In this study, for the first time in Iran, we investigated a possible relationship between genes encoding carbapenemases in CRKP strains and the types of clinical samples. It was found that 92.0% of tracheal aspirates patients have exhibited the presence of at least one carbapenemase-related gene whereas this rate was 84.0% in urine samples. This indicates that patients with K. pneumoniae-related respiratory infection should be receiving an appropriate antimicrobial treatment to avoid the distribution of CRKP in Iran. It is also recommended that the clinical microbiology laboratories routinely check OXA- and MBL-producing genes in K. pneumoniae isolates with the PCR method. Imipenem and meropenem are considered common drugs for the treatment of nosocomial infections but increasing resistance to these antibiotics has restricted their effectiveness. It can be noticed that the use of another anti-CRKP drug such as amikacin may be probably suitable for treat-ment of K. pneumoniae infections.

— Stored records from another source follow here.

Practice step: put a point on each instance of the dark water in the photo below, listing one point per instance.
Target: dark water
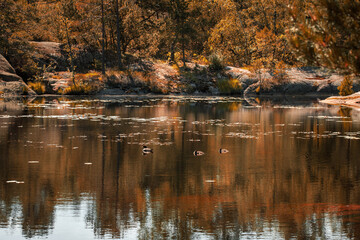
(74, 169)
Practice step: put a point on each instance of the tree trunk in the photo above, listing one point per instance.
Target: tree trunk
(70, 51)
(103, 38)
(172, 50)
(118, 35)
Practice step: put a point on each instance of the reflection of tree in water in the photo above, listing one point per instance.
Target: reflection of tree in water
(345, 112)
(271, 183)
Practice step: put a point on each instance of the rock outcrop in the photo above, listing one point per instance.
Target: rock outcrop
(10, 83)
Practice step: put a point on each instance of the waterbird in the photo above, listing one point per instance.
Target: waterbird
(223, 150)
(198, 153)
(147, 150)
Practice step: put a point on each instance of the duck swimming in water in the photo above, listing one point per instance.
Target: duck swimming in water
(147, 150)
(198, 153)
(223, 150)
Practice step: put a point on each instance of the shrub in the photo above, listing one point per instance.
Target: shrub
(80, 89)
(230, 86)
(216, 63)
(279, 73)
(38, 87)
(346, 86)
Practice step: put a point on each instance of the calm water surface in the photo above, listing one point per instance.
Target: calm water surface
(74, 169)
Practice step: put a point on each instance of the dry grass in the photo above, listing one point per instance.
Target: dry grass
(230, 86)
(80, 89)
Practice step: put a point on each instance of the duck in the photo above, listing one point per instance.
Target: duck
(147, 150)
(223, 150)
(198, 153)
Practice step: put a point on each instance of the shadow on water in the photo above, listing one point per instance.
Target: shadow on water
(292, 170)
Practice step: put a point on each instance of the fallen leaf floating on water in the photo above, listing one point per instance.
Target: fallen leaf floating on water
(209, 181)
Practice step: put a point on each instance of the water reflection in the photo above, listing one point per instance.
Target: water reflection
(76, 169)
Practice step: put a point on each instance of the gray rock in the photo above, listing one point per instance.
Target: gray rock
(10, 83)
(5, 66)
(9, 77)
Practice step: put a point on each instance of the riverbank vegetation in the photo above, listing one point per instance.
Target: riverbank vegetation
(112, 35)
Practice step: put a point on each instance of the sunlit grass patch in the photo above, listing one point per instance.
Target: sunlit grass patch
(229, 86)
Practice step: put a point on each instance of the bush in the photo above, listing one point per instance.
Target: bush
(230, 86)
(216, 63)
(38, 87)
(80, 89)
(346, 86)
(279, 74)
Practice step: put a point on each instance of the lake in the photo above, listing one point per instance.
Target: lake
(74, 169)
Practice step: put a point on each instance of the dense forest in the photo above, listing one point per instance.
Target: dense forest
(262, 33)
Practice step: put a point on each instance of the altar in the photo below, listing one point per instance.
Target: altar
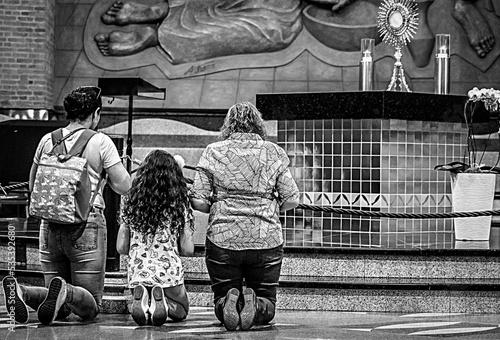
(373, 151)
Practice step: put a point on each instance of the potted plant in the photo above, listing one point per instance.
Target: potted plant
(472, 182)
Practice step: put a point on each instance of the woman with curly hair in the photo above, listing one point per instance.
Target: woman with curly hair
(243, 181)
(157, 228)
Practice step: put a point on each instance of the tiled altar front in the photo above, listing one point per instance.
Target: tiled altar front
(375, 163)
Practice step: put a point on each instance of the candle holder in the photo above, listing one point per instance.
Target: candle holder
(366, 65)
(442, 64)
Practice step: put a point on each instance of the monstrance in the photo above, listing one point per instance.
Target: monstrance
(397, 23)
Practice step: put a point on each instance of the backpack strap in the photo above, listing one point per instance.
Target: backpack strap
(57, 141)
(81, 142)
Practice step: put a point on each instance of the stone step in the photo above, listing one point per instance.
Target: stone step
(390, 294)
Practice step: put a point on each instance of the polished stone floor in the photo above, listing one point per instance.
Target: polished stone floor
(288, 325)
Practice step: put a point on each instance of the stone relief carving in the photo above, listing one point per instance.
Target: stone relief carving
(186, 38)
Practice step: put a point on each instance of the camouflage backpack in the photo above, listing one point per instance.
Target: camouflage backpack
(62, 188)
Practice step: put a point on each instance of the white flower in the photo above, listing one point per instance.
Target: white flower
(490, 97)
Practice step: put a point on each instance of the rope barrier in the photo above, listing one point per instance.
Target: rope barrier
(341, 211)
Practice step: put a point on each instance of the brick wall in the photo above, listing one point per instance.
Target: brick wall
(26, 53)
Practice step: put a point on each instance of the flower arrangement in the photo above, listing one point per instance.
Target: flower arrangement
(490, 97)
(491, 100)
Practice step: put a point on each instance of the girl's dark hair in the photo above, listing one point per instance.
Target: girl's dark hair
(158, 197)
(243, 117)
(82, 102)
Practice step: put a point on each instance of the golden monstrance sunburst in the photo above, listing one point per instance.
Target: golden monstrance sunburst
(397, 24)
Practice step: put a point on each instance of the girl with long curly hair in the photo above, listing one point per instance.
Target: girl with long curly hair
(157, 228)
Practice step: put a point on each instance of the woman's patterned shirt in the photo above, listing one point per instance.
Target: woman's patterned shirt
(245, 180)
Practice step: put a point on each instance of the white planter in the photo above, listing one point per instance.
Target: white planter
(472, 192)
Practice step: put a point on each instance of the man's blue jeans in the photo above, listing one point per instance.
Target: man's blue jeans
(259, 268)
(78, 255)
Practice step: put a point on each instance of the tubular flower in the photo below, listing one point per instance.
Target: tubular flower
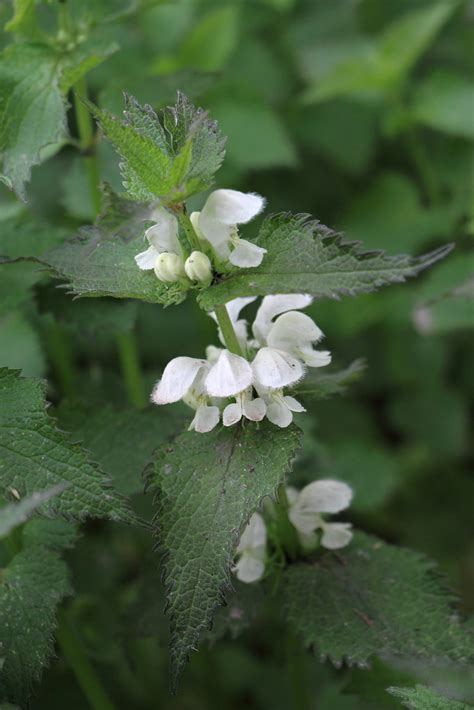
(217, 224)
(251, 551)
(164, 254)
(308, 505)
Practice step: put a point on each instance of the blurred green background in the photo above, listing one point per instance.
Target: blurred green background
(360, 112)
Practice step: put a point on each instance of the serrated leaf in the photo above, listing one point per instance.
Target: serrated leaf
(374, 599)
(170, 162)
(34, 79)
(36, 455)
(32, 110)
(207, 487)
(320, 385)
(31, 588)
(304, 256)
(100, 260)
(122, 441)
(18, 513)
(423, 698)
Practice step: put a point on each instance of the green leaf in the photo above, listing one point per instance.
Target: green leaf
(100, 260)
(172, 161)
(374, 599)
(320, 385)
(20, 345)
(207, 487)
(378, 66)
(122, 441)
(32, 110)
(37, 455)
(34, 80)
(18, 513)
(31, 588)
(445, 101)
(304, 256)
(423, 698)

In conclusion, we have shown that increasing trends of CRKP isolates from 2014 to 2018 at Tehran Heart Center in Tehran wherever the most CRKP isolates were from urine and tracheal secretion specimens. The antibiotic susceptibility indicated that all CRKP isolates were resistant to imipenem, meropenem, cefotaxime, ceftazidime, cefepime, ceftriaxone, cephalothin, ciprofloxacin, and augmentin. Moreover, this study illustrated that blaOXA-48, was the most frequent carbapenemase genes that found in 48 (67.6%) isolates followed by blaVIM in 28 (39.4%) isolates. blaIMP, blaNDM, and blaKPC genes was identified in 19 (26.8%), 13 (18.3%) and 5 (7.0%) isolates, respectively. Therefore, the VIM- and OXA-48-producing K. pneumoniae strains is an emerging threat in this medical center and should be focused on timely identification and strict control of infections caused by K. pneumoniae.